Lifestyle Magazine

The Great Dress Debate

By Erynecarter06

Well here we are. Finally Friday. And the last Friday of one awful February. At least in terms of weather. Bring on March. And hopefully some warmer temperatures soon!

If you didn’t see yesterday’s post on the February Book Club Link-Up, check it out! There are some wonderful books included!

Okay. I had planned to do a Five Things Friday post, but as I wrote this, I discovered I had far more to write about this particular topic then I thought.

The Dress Debate

Black and Blue, or White and Gold

I woke up this morning to the great Dress Debate, or #DressGate, or as it’s trending on Twitter, #TheDress. I really didn’t want to comment on it. I don’t really care that much about it, (or maybe I do since I need to write about it), but I felt like I had too. Purely because it’s everywhere today. Seriously, EVERYWHERE

First, let me say that the dress I’m looking at is black and blue. I don’t see any sign of white and gold anywhere on it. What I see is an image that has been overexposed to try to make it look like a different color.

tumblr_nkcjuq8Tdr1tnacy1o1_1280The original image

Now, I’m not saying that you should see this as blue and black. You may very well see white and gold. I’m just saying that the what I’m seeing is not a white and gold dress. But a blue and black dress.

As a photographer, I know you can do A LOT of things in Photoshop and Lightroom, including altering the colors and look of a dress. You can change the tint, the temperature, the tone, the saturation – pretty much anything you want. Seriously. I could make that dress look turquoise if I really wanted too. I’m convinced it was overexposed and altered in Photoshop, or at least some photo editing program. In this article, The Science of Why No One Agrees on the Color of This Dress, it goes into more depth about the color.

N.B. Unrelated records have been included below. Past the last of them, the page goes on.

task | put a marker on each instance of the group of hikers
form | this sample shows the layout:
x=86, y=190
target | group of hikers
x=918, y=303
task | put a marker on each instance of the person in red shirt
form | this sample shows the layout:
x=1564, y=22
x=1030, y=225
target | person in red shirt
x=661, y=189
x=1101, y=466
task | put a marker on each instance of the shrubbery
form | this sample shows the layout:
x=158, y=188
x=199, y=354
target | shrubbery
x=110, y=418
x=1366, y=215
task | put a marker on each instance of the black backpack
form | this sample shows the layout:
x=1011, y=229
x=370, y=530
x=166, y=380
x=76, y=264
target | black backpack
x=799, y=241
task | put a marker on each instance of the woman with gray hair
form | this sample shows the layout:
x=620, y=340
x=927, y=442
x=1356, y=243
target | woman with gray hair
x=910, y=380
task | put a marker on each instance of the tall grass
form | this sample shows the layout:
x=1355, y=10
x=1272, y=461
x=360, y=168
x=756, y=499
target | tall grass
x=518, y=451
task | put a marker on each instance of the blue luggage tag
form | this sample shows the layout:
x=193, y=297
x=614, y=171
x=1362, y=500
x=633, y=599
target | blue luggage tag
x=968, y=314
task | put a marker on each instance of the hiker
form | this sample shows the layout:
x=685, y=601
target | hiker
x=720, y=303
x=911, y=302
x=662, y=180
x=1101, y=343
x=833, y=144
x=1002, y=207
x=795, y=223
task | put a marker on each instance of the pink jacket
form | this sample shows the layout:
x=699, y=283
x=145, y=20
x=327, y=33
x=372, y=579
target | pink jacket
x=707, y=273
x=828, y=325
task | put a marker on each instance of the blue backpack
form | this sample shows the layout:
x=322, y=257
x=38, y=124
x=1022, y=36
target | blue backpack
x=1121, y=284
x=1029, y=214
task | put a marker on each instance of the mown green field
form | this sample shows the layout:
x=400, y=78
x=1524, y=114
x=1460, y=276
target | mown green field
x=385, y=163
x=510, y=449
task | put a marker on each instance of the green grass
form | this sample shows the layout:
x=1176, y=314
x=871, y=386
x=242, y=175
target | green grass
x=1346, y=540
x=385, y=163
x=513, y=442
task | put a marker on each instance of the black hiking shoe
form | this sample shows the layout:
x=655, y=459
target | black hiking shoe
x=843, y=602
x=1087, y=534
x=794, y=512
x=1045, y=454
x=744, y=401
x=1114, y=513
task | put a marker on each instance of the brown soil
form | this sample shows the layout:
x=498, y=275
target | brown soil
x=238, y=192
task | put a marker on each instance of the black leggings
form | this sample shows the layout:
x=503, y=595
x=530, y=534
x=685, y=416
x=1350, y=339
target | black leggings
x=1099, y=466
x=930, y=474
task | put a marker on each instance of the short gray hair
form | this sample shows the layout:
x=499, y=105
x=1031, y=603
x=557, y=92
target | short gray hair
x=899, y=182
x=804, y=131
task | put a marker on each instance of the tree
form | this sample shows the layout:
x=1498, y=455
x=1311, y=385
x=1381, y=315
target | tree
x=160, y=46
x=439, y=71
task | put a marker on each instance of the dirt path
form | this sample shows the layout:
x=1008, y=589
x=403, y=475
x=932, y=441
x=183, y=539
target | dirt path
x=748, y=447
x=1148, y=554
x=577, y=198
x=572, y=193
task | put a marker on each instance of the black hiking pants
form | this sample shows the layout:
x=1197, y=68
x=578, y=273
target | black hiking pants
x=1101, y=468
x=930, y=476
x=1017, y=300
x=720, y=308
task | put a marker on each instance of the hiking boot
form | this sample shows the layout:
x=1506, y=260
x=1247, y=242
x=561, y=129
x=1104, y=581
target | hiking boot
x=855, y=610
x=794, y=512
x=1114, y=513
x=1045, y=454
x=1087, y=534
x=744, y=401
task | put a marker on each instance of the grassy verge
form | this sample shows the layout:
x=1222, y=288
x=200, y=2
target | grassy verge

That stay that blows my mind? 73% of people on BuzzFeed see it as White and Gold. Guess I’m in the minority here.

There are plenty of articles out there this morning about why we are seeing it in different colors, and the debate continues on Twitter and social media. Hope Taylor, a photographer, took to Twitter last night to show what the eyedropper tool picks up for colors in Photoshop, and she took to show how to make the dress turn white and cold with a simple adjustment in Lightroom.

This is what Adobe color says bye

— Hope Taylor (@hopetaylorphoto) February 27, 2015

I even put the dress in my own Lightroom program. All I did was adjust the contrast. Nothing else. I’m going with Hope, and the other 27% of people who answered the poll on BuzzFeed. I see a Black and Blue Dress.